(Nice matin 1987)
Il y a près de 60 ans, le loup disparaissait du territoire français, victime des acharnements de l’homme à vouloir l’éliminer. Traqué depuis des siècles, la mort du loup est précipitée par l’utilisation massive des armes à feu et du poison dès le XIX ème siècle, une disparition conjuguée à la déforestation et la disparition des proies sauvages. Mais en Italie, le loup n’a pas disparu ; il a survécu...
Ses populations, réduites à une centaine d’individus au début des années 1970, bénéficient, dès 1976, d’une protection totale. Alors, depuis les Abruzzes, le loup commence son irrésistible ascension vers le nord. Après avoir été recensé dans les Apennins Toscans en 1985, puis en Ligurie, il est aperçu dans la province de Cunéo en 1991, une province toute proche de la frontière franco-italienne. Il n’y a alors plus qu’un pas vers la France, un pas que le loup va franchir. Ainsi, en novembre 1992, lors d’un comptage d’ongulés, les agents du parc national du Mercantour, dans les Alpes-Maritimes, observent deux canidés sur une crête. La présence du loup est ensuite confirmée et, en avril 1993, la France entière apprend le retour de l’emblème du monde sauvage.
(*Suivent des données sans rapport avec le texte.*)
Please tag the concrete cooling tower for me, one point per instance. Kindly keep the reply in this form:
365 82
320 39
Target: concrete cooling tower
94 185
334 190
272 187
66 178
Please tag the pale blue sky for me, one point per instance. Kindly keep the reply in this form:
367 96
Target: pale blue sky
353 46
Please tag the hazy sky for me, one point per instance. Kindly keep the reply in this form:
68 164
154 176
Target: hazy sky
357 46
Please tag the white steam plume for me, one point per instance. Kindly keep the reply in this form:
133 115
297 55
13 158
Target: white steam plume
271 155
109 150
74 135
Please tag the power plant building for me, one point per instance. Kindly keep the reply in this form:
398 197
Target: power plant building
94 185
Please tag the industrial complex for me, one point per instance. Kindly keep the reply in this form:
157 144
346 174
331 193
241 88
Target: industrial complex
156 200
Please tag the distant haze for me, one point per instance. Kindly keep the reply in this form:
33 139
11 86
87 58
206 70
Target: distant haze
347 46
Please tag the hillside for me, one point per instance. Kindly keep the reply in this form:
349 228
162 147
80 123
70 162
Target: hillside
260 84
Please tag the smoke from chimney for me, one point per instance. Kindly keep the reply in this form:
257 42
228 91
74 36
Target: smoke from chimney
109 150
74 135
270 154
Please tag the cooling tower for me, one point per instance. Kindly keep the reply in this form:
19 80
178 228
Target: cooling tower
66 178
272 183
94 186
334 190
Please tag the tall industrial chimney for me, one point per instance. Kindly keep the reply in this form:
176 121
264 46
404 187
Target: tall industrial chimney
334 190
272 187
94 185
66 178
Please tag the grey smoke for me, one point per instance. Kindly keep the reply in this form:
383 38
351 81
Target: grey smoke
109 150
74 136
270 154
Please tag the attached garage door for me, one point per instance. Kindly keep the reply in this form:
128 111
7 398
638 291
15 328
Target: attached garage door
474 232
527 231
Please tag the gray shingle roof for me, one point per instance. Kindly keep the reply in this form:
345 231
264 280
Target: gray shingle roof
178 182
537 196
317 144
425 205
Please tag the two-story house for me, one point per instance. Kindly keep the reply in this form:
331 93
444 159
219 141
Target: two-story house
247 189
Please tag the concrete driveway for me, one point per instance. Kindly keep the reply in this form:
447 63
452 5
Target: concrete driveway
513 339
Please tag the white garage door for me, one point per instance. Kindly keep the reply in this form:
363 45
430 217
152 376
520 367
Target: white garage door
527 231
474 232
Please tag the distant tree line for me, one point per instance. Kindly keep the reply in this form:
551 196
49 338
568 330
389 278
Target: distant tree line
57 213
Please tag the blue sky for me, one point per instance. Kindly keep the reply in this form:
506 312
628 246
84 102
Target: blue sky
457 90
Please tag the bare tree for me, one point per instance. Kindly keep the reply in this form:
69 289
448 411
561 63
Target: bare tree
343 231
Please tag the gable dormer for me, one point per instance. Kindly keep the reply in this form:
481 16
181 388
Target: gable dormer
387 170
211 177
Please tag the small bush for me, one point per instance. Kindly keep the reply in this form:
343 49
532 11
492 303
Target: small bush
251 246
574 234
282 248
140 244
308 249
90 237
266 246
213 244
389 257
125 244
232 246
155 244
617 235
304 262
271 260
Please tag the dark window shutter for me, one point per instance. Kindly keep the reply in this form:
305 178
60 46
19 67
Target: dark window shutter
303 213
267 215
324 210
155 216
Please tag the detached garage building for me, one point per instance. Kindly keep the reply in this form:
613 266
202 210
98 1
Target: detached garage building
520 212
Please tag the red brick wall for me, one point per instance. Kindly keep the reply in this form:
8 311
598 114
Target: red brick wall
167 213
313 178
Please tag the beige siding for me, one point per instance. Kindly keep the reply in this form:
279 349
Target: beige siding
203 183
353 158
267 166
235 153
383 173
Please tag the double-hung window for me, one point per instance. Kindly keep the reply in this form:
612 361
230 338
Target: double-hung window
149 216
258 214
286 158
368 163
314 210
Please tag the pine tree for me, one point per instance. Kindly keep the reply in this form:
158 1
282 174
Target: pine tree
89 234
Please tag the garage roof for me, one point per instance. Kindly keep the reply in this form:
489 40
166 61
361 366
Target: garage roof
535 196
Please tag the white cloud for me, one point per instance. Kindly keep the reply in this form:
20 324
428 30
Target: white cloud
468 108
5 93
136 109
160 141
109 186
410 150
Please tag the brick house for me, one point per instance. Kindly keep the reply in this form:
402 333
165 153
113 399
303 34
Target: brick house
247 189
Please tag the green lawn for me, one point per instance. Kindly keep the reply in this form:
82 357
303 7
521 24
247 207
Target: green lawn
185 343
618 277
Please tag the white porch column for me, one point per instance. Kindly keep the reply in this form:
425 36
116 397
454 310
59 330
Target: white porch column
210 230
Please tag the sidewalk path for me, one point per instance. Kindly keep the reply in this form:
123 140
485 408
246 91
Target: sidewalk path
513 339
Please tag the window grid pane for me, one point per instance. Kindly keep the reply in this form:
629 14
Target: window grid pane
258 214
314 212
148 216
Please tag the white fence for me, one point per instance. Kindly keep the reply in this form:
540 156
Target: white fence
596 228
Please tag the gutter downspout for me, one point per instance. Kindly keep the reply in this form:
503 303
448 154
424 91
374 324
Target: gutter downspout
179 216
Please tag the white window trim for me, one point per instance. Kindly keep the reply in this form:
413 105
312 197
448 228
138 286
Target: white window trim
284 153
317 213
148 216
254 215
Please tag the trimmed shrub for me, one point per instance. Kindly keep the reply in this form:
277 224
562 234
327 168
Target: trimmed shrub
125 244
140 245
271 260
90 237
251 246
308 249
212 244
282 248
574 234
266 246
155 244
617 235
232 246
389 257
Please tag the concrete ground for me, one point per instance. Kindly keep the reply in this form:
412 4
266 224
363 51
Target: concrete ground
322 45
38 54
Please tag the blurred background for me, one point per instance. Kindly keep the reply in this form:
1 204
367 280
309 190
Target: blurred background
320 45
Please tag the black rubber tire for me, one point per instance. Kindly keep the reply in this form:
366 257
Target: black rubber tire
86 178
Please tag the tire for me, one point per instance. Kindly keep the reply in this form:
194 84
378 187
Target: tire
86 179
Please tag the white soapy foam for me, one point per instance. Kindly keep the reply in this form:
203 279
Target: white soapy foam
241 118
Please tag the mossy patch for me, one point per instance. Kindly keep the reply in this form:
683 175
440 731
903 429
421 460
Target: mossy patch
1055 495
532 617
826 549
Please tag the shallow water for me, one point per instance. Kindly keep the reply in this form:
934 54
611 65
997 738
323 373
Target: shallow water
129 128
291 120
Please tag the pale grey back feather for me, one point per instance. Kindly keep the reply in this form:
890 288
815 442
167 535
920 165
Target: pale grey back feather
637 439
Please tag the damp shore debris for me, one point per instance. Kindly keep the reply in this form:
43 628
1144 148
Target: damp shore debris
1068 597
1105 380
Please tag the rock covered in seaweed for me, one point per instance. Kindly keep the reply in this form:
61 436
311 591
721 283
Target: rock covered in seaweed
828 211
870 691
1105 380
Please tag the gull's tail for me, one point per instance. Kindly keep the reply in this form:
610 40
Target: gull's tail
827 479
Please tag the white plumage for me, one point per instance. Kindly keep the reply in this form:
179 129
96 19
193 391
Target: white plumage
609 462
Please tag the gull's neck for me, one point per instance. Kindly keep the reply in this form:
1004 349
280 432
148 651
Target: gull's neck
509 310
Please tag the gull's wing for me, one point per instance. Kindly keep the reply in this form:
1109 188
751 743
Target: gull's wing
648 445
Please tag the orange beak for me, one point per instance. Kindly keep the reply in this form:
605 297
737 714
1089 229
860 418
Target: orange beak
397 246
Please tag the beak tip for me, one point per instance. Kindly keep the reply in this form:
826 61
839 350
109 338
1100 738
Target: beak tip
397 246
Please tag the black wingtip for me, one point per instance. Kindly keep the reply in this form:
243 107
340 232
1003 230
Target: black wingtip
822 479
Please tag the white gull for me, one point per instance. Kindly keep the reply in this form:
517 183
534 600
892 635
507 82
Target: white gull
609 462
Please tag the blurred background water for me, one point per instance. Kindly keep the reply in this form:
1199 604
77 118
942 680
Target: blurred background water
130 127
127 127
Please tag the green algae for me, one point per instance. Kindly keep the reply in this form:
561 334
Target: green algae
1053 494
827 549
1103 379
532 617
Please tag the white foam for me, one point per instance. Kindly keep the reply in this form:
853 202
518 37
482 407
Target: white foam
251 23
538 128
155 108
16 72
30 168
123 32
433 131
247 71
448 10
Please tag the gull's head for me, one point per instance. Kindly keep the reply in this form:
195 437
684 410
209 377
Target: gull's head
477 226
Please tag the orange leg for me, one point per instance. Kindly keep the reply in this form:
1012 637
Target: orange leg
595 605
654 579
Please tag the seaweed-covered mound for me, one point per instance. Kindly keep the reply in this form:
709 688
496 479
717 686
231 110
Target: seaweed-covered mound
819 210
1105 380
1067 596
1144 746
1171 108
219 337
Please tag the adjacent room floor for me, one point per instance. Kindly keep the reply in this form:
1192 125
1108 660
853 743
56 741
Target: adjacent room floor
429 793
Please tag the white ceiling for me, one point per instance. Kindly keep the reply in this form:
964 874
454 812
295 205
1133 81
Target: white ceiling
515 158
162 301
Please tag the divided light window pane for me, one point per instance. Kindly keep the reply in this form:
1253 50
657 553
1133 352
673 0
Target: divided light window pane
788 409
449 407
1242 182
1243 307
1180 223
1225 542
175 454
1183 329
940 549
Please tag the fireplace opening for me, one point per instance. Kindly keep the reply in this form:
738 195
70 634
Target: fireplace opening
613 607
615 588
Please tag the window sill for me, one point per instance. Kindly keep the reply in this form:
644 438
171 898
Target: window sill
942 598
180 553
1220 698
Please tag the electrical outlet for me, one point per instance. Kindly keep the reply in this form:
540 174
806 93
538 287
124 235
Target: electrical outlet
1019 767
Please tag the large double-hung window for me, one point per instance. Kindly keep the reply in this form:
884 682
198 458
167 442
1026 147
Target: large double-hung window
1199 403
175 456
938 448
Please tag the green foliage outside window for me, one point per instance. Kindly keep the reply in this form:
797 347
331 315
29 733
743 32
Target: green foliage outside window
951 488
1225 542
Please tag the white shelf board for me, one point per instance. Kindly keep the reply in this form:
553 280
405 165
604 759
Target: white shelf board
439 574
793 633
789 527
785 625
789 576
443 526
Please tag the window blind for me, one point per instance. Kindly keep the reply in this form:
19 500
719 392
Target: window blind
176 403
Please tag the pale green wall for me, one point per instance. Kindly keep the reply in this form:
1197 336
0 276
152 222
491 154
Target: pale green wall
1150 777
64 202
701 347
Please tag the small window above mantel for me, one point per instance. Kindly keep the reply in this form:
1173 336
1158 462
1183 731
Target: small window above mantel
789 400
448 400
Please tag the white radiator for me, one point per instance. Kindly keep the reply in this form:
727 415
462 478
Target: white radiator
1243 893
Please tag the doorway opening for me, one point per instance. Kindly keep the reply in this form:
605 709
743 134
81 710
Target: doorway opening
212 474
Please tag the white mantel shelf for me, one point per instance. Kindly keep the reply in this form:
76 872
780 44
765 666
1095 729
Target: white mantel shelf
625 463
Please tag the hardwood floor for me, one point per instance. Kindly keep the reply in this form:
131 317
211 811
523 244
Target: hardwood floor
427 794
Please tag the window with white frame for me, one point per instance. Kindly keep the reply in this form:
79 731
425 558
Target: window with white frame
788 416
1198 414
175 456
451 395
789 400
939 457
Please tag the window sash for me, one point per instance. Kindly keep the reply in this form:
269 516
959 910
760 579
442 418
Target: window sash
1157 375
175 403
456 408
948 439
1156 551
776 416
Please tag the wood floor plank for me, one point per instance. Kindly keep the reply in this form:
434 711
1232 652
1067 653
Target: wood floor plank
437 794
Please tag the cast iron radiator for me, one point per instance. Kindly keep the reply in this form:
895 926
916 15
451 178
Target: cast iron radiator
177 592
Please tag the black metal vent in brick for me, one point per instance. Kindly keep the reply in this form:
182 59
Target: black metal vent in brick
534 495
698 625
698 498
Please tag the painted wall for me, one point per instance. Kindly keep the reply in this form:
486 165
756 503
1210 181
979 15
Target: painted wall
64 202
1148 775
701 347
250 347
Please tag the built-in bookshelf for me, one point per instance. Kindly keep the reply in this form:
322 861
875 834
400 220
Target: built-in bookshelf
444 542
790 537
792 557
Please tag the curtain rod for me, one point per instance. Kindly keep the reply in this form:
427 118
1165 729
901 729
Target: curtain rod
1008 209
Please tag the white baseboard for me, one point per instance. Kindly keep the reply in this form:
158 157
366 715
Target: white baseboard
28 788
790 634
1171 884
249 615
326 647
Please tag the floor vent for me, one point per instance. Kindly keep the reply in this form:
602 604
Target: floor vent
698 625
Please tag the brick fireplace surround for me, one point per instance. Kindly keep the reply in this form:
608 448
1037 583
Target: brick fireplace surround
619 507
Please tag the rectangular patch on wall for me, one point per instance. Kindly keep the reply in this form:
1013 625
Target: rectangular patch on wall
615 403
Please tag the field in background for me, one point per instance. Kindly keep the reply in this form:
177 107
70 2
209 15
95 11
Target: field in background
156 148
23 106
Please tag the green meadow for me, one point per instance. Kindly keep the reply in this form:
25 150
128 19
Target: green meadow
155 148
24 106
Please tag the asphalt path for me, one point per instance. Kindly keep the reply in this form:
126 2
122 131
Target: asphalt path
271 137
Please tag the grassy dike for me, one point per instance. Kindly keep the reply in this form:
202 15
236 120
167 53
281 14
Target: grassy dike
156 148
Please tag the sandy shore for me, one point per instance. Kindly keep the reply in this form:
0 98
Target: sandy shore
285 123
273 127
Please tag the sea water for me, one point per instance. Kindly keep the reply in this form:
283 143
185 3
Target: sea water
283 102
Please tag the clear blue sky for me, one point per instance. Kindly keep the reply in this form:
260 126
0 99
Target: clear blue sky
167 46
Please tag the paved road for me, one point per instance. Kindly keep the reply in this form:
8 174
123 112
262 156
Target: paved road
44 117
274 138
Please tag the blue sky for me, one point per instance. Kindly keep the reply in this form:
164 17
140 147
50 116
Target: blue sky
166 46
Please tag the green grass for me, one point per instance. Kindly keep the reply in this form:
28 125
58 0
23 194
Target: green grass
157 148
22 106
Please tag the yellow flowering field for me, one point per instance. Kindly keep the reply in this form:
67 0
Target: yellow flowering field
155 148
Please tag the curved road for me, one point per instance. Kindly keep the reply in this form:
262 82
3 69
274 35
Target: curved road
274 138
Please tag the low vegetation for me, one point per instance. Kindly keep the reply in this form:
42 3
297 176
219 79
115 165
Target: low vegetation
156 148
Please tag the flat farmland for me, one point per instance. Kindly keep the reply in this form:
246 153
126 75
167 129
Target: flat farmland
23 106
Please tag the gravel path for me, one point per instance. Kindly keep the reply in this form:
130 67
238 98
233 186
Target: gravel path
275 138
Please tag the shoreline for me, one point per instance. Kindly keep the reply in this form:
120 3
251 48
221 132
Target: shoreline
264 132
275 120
Un retour naturel donc, quoique contesté par les anti-loups qui ont vu, et voient encore, une manœuvre des écologistes à vouloir réintroduire l’animal en toute illégalité. Et certains opposants au loup, bien conscients de ce retour naturel, trouvent alors ici un moyen de contrer les accords européens quant à la protection du loup afin de demander l’élimination pure et simple de l’espèce des Alpes françaises. Mais si des lâchers illicites ont pu se produire, le loup est bien revenu naturellement. En effet, le loup n’a cure des frontières tracées par l’homme et il est dans sa nature de franchir les kilomètres en de courts espaces de temps. Ainsi, un loup italien a parcouru 85 kilomètres en ligne droite en une seule semaine.
Si le loup est revenu dans les Alpes françaises, ce n’est pas sans raison. Il a pu retrouver un habitat favorable, dont le fort exode rural suivi du retour des forêts et des proies sauvages, a permis la réhabilitation. Le loup devient alors le synonyme d’une nouvelle jeunesse des habitats naturels français.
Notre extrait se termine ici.